5 de agosto de 2014

El miedo a la ruina contemporánea

Resulta interesante comprobar cómo la arquitectura social que el ser humano va construyendo insiste en la negación a la ruina moderna, contemporánea, al mero hecho de su existencia. Si por una parte continuamos venerando huellas clásicas de la historia (el coliseo romano, la acrópolis de Atenas, las pirámides egipcias o aztecas...) ya sea en viajes físicos o tan sólo psicoemocionales (vía google), la especulación inmobiliaria ha subvertido algo de la belleza del concepto de reciclaje, simplificando éste a un mero apéndice de la obtención masiva y grandilocuente de beneficios.
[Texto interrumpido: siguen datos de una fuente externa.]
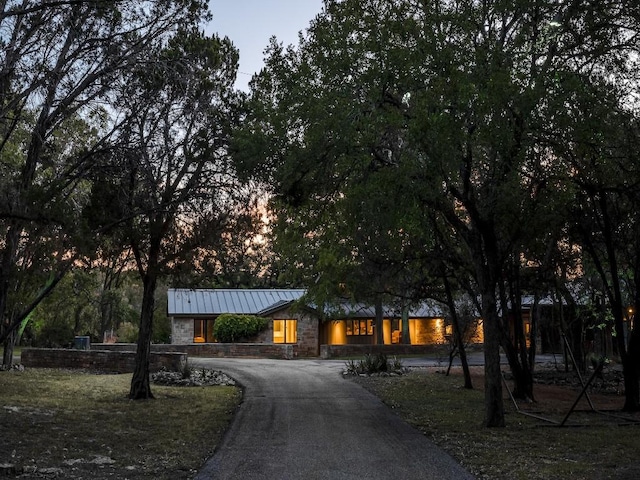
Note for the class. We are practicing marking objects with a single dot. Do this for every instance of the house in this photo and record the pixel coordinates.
(193, 313)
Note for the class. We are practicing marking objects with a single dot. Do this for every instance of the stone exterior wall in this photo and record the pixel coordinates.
(101, 360)
(333, 351)
(247, 350)
(307, 345)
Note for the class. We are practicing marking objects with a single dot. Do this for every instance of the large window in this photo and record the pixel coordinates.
(285, 331)
(359, 327)
(203, 331)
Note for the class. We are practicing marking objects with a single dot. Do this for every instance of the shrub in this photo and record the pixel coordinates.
(127, 333)
(374, 363)
(230, 328)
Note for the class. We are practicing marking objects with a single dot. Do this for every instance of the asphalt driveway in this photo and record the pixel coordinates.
(301, 420)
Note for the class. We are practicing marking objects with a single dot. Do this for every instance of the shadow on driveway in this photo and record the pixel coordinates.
(300, 419)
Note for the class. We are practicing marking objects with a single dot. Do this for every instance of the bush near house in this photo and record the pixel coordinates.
(231, 328)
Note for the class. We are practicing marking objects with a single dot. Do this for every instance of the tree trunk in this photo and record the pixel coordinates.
(494, 405)
(140, 384)
(632, 373)
(458, 336)
(9, 343)
(406, 336)
(379, 321)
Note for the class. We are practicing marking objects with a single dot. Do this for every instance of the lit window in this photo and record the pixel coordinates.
(199, 331)
(359, 327)
(285, 331)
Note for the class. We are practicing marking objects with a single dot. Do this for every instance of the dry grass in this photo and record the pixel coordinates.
(68, 424)
(527, 448)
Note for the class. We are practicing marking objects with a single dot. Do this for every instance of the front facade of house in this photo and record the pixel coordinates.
(193, 313)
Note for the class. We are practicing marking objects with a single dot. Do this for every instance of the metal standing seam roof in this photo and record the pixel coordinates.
(183, 301)
(195, 302)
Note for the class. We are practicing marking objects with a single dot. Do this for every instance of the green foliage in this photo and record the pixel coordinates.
(374, 363)
(230, 328)
(128, 333)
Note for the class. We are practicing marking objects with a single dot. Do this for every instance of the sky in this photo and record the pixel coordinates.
(250, 23)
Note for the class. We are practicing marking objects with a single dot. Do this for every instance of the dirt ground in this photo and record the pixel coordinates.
(559, 396)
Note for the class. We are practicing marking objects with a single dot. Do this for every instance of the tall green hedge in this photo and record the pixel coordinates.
(231, 328)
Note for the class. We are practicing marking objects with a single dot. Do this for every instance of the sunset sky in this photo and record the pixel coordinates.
(250, 24)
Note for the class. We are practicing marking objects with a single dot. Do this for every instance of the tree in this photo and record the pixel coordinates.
(456, 101)
(169, 176)
(58, 65)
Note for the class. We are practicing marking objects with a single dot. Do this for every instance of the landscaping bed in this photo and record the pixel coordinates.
(594, 446)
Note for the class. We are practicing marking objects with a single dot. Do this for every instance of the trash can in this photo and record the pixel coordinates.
(82, 343)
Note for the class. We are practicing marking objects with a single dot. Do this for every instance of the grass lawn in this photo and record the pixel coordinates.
(79, 425)
(527, 448)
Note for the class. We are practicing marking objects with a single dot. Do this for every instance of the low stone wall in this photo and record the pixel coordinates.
(101, 360)
(247, 350)
(333, 351)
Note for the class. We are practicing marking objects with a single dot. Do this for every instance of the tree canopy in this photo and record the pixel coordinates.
(456, 115)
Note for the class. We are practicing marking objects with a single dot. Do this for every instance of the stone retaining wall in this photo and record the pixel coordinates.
(255, 350)
(101, 360)
(333, 351)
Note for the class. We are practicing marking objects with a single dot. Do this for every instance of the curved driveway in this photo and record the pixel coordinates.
(301, 420)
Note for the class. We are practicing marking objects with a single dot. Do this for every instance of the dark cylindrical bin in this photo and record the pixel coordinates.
(82, 343)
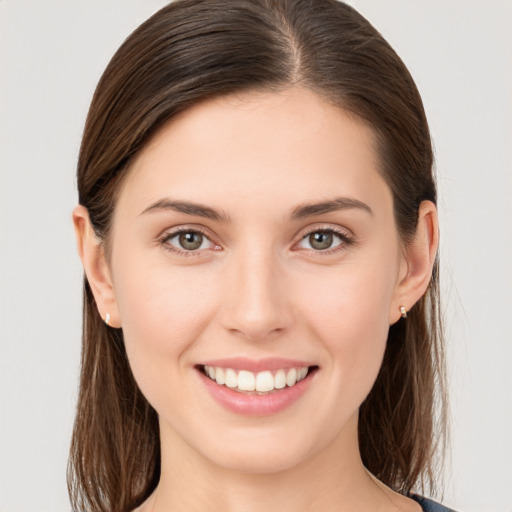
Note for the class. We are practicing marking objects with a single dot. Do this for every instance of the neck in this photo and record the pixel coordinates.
(331, 480)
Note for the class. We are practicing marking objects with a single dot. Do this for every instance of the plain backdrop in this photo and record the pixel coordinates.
(51, 56)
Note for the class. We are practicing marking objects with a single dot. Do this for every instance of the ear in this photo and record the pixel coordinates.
(418, 261)
(92, 254)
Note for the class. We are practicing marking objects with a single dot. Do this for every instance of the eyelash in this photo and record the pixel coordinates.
(345, 238)
(168, 247)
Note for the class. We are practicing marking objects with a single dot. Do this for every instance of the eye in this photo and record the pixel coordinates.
(323, 240)
(187, 241)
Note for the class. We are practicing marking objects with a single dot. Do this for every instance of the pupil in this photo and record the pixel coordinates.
(191, 241)
(320, 240)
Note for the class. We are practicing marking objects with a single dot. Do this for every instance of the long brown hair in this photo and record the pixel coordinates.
(192, 50)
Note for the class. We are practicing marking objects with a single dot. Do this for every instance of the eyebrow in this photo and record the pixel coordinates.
(188, 208)
(340, 203)
(300, 212)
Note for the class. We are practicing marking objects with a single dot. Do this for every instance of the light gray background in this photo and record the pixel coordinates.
(51, 56)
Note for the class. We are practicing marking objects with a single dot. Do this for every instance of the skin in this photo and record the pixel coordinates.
(258, 288)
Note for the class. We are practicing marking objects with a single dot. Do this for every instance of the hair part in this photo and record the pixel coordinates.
(194, 50)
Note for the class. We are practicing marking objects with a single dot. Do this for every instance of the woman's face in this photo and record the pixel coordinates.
(253, 236)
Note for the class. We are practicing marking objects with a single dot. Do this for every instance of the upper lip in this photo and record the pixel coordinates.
(256, 365)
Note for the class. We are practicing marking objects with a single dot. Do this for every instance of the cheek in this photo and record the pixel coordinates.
(163, 311)
(349, 315)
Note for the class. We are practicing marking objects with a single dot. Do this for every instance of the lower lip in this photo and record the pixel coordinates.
(256, 405)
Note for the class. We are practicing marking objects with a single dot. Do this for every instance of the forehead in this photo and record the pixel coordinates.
(282, 148)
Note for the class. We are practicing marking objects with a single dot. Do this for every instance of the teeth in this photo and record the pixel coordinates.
(246, 381)
(280, 379)
(231, 378)
(262, 382)
(291, 377)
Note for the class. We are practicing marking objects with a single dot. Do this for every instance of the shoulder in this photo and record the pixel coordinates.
(429, 505)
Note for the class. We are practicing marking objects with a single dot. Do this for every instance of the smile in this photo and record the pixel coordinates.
(263, 382)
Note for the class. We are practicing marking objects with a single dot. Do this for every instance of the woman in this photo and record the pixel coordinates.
(258, 229)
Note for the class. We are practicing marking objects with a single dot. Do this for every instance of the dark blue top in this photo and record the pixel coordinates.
(429, 505)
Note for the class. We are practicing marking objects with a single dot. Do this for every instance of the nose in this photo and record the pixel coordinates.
(257, 303)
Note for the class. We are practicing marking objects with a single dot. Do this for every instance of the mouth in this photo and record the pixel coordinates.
(264, 382)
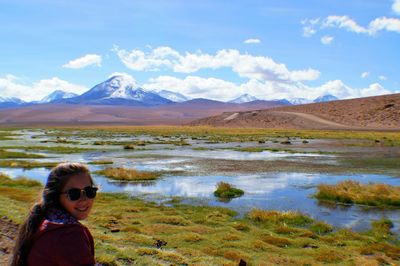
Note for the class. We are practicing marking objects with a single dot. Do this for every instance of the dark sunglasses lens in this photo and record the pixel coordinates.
(90, 192)
(74, 194)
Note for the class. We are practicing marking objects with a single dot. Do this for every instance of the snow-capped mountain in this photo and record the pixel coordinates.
(118, 90)
(244, 99)
(172, 96)
(296, 101)
(10, 102)
(326, 98)
(57, 95)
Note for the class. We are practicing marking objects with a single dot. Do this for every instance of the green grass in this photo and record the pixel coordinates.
(226, 190)
(261, 149)
(350, 192)
(124, 174)
(26, 164)
(227, 134)
(4, 154)
(125, 230)
(101, 162)
(376, 163)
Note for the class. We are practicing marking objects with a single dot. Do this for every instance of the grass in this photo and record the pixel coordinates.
(124, 174)
(372, 194)
(261, 149)
(226, 190)
(54, 149)
(101, 162)
(126, 229)
(4, 154)
(26, 164)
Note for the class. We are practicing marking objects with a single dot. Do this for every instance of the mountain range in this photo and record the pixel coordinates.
(120, 90)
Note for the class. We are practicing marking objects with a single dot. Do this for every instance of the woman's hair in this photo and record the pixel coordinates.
(56, 181)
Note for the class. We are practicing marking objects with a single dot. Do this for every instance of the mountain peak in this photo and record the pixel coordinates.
(244, 98)
(325, 98)
(57, 95)
(173, 96)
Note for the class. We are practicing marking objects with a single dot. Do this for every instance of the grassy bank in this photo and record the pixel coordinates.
(226, 134)
(367, 194)
(126, 231)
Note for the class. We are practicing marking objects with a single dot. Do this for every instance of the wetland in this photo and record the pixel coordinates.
(279, 172)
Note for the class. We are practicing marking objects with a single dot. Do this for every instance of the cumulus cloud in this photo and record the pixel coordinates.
(309, 28)
(11, 86)
(217, 89)
(396, 7)
(195, 87)
(364, 75)
(344, 22)
(252, 41)
(327, 39)
(245, 65)
(82, 62)
(128, 78)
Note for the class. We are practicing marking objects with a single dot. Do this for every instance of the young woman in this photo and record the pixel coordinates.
(52, 233)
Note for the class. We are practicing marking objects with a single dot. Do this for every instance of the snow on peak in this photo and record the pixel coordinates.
(244, 99)
(173, 96)
(57, 95)
(297, 101)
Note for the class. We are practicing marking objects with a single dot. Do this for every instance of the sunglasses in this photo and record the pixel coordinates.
(76, 193)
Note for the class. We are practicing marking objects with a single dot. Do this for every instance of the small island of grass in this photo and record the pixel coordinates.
(351, 192)
(226, 190)
(124, 174)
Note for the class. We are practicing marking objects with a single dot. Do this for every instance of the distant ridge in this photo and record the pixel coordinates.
(244, 98)
(370, 113)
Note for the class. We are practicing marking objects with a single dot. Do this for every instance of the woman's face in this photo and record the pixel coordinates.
(80, 208)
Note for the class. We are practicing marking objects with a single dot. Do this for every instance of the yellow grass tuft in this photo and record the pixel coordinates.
(350, 191)
(277, 217)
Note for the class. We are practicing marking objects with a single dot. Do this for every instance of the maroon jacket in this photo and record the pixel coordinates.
(62, 245)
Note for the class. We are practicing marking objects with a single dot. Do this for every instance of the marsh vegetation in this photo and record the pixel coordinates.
(350, 192)
(273, 216)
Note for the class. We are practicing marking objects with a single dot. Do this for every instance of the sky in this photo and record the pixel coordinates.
(215, 49)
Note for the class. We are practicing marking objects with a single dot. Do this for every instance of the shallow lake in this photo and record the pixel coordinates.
(276, 190)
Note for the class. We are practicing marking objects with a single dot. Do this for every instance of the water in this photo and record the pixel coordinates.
(270, 191)
(279, 190)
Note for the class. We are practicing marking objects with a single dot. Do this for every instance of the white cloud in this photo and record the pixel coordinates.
(309, 28)
(252, 41)
(10, 86)
(388, 24)
(343, 22)
(217, 89)
(327, 39)
(128, 78)
(396, 7)
(82, 62)
(195, 87)
(245, 65)
(364, 75)
(346, 23)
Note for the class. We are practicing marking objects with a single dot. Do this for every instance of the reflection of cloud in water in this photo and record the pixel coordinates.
(238, 155)
(204, 186)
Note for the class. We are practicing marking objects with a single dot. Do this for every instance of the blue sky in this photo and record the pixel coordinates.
(212, 49)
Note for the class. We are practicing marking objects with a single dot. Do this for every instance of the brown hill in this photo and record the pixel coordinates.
(378, 112)
(169, 114)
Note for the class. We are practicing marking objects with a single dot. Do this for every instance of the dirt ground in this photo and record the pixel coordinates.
(8, 232)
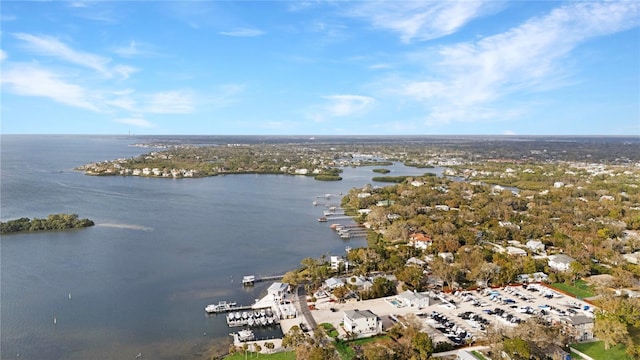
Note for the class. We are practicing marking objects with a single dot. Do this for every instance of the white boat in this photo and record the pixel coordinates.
(219, 307)
(245, 335)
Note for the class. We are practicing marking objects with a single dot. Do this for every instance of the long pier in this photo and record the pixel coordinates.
(229, 308)
(251, 279)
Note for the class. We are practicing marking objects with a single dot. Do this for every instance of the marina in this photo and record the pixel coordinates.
(252, 318)
(249, 280)
(224, 306)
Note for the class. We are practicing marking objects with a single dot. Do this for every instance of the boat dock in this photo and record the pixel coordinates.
(249, 280)
(223, 309)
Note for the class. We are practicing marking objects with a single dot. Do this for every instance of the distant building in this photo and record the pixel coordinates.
(336, 261)
(581, 327)
(333, 283)
(362, 323)
(278, 290)
(447, 257)
(420, 241)
(413, 299)
(560, 262)
(535, 245)
(515, 251)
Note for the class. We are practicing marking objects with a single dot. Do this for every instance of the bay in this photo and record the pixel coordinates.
(161, 250)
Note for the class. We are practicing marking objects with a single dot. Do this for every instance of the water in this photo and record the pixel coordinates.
(162, 249)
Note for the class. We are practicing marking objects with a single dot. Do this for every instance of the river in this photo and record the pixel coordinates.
(161, 250)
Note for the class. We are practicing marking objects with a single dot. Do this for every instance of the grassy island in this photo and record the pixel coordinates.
(52, 222)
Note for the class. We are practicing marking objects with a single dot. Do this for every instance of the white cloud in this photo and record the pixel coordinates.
(170, 102)
(420, 20)
(30, 80)
(137, 122)
(243, 32)
(380, 66)
(49, 46)
(128, 51)
(346, 105)
(472, 77)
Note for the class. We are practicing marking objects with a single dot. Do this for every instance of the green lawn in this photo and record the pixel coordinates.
(478, 355)
(596, 350)
(580, 290)
(345, 348)
(286, 355)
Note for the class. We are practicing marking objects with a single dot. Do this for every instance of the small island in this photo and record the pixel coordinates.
(52, 222)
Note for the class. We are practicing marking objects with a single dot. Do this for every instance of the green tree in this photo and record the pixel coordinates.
(610, 330)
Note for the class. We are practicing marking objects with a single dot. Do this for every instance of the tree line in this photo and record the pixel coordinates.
(52, 222)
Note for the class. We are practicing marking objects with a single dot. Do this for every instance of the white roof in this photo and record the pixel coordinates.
(561, 259)
(359, 314)
(333, 282)
(410, 295)
(278, 287)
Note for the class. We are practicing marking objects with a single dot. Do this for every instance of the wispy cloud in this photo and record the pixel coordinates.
(49, 46)
(137, 122)
(242, 32)
(30, 80)
(341, 106)
(421, 20)
(345, 105)
(170, 102)
(473, 77)
(133, 49)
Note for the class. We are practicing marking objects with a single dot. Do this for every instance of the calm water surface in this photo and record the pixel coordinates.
(162, 249)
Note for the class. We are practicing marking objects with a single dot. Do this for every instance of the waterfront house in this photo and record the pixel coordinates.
(560, 262)
(362, 323)
(277, 291)
(333, 283)
(515, 251)
(420, 241)
(336, 261)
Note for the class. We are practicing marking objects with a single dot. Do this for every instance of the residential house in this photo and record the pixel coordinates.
(333, 283)
(413, 299)
(515, 251)
(447, 257)
(361, 282)
(362, 323)
(632, 258)
(560, 262)
(335, 262)
(420, 241)
(535, 245)
(278, 290)
(535, 277)
(581, 327)
(416, 262)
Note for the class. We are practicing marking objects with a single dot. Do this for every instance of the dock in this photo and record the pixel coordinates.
(231, 308)
(249, 280)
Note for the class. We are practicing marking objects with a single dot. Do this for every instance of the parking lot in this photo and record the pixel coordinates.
(465, 315)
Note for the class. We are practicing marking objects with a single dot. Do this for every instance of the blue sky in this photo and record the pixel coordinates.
(320, 67)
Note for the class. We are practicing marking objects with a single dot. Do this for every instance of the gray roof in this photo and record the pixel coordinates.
(359, 314)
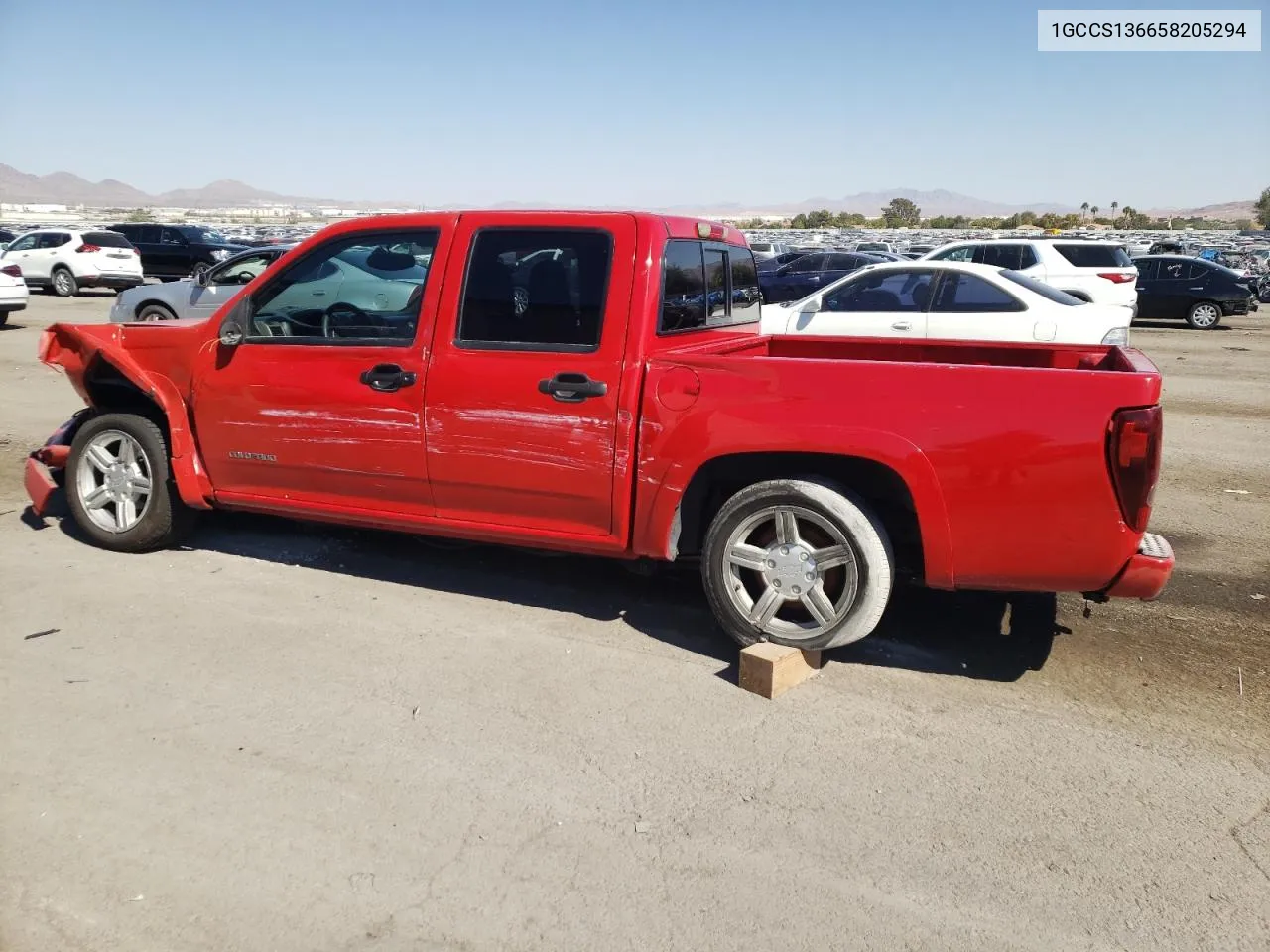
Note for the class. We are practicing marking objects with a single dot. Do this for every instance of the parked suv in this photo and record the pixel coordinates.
(64, 261)
(172, 252)
(1097, 272)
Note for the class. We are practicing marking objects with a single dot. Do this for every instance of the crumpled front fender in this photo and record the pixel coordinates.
(153, 359)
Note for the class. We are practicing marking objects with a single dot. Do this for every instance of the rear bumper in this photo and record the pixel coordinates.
(1147, 572)
(114, 281)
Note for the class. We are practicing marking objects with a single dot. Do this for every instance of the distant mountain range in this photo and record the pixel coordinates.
(67, 188)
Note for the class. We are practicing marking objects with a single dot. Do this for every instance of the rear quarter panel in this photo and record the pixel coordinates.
(1006, 465)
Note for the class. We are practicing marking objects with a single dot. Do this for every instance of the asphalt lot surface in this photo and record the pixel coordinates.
(298, 738)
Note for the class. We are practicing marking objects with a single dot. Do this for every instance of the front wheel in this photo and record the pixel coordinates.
(1205, 316)
(155, 312)
(119, 486)
(64, 284)
(798, 562)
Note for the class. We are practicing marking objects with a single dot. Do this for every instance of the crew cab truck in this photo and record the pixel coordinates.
(615, 399)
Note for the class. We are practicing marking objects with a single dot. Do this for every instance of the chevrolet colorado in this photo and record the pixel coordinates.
(594, 382)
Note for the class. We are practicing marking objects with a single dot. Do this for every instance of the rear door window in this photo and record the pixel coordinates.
(892, 293)
(1093, 255)
(1003, 255)
(965, 253)
(807, 263)
(969, 294)
(535, 290)
(105, 239)
(707, 285)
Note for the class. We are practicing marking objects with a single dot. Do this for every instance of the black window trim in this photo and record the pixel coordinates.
(461, 344)
(707, 245)
(395, 343)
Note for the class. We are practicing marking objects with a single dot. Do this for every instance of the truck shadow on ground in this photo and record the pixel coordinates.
(982, 635)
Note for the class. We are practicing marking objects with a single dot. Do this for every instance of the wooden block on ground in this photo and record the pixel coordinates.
(770, 670)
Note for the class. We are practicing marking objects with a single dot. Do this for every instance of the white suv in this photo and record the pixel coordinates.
(13, 291)
(1097, 272)
(67, 261)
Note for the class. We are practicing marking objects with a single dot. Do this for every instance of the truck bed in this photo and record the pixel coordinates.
(1002, 447)
(1061, 357)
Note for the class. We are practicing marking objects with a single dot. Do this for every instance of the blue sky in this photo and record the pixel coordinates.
(610, 102)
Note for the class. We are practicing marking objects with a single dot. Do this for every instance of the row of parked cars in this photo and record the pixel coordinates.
(1039, 290)
(1086, 272)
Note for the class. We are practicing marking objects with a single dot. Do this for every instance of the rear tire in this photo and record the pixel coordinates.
(64, 284)
(798, 562)
(1205, 315)
(119, 488)
(155, 312)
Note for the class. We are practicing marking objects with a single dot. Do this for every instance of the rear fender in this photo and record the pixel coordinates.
(659, 517)
(79, 348)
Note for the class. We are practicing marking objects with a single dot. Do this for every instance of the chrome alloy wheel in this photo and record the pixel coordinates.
(1206, 315)
(792, 571)
(113, 481)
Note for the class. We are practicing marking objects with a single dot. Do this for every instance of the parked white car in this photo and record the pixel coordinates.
(194, 298)
(13, 291)
(1098, 272)
(64, 261)
(948, 301)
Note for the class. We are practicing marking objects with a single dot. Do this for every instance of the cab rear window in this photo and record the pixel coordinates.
(707, 285)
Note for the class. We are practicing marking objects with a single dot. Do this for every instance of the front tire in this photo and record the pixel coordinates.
(1205, 315)
(797, 562)
(119, 486)
(64, 284)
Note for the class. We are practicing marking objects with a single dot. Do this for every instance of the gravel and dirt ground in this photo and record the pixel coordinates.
(296, 738)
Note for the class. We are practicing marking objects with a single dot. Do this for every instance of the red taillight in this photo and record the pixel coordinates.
(1133, 454)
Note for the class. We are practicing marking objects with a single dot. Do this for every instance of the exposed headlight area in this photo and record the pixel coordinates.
(1116, 336)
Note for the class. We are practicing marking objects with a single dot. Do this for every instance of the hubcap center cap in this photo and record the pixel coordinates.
(788, 569)
(117, 480)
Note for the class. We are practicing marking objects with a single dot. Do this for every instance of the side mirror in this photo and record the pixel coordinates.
(234, 326)
(231, 331)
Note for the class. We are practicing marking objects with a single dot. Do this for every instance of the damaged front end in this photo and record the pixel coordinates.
(46, 467)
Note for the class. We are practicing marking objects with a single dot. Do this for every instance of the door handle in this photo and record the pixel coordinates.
(572, 388)
(386, 377)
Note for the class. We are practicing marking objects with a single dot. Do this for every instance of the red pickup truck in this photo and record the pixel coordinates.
(594, 382)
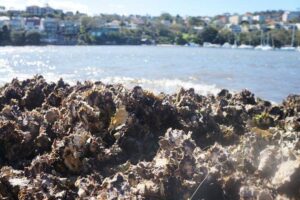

El reciclaje económico no tiene nada que ver, pues, con el aprovechamiento de los materiales o ideas preexistentes, siempre y cuando el proyecto original del que provenieran no formara parte de un entramado que potencialmente pudiera suponer un necocio urbanístico y urbano. 


Así, se nos cohibe. 


Es cada vez más difícil disfrutar del paisaje ruinoso de, por ejemplo, una plaza de toros, cuando ésta puede ser transformada en gran centro comercial de una gran ciudad, si no derruida, para levantar sobre sus cenizas los cuerpos de nuevos edificios.


Pero nuestros particulares coliseums contemporáneos existen, tanto en un nivel fantasmático, desde el mundo onírico de las ideas y de la imaginación, como en un nivel georreferenciado, sobre la superficie ruinas anónimas de viviendas, diminutos núcleos habitados antaño que hoy son oasis silenciados, confundidos con parajes mesetarios, como si todo fuera horizonte y horizontal. Si en algo se caracteriza la ruina moderna es en su inmediatez. Su tiempo verbal es el presente continuo.


Construimos ruinas.


Pero estas ruinas contemporáneas son silenciadas, ocultas al ojo social. Tememos el declive y la baja autoestima provoca hipocresía histórica. Se ocultan sectores urbanizados jamás utilizados. Ocultamos un tipo de belleza que queda fuera del circuito viajero. No es el grand tour. No queremos mostrar la belleza de la naturaleza, primero modificada por materiales consistentes creados por la mano humano, y luego acoplada a la mutación natural. Es una doble intervención sobre el paisaje. Una obra en curso. (Absolutamente imprescindible en este sentido es la obra de Julia Schulz-Dornburg , Ruinas modernas. Una topografía de lucro.)


En realidad nos atemoriza el abandono, la belleza de la basura. 


Se rechaza el Costa Concordia, tumbado en perpetuo descanso sobre las aguas toscanas del Mediterráneo, y lo obligamos a levantarse, a desaparecer de ese nuevo horizonte moderno acabado de delimitar, para volver a convertirlo en una línea sin más, un perfil rectilíneo. 


Tampoco se acepta admitir que las grúas-torres que se elevan sobre la Sagrada Familia en Barcelona ya forman parte imponente del skyline de la ciudad, por lo que la belleza de la obra también podría (o debería) reconocer su largo proceso de construcción, así como representar la abrupta desaparición de su creador, Antoni Gaudí, restando inacabada para el recuerdo, con fachadas invisibles y grúas instaladas en perpetuidad, un mecano, conglomerado de rugosas verticales.


Grúas que jamás debieran ser retiradas.


Redefinamos sin miedo el concepto de belleza.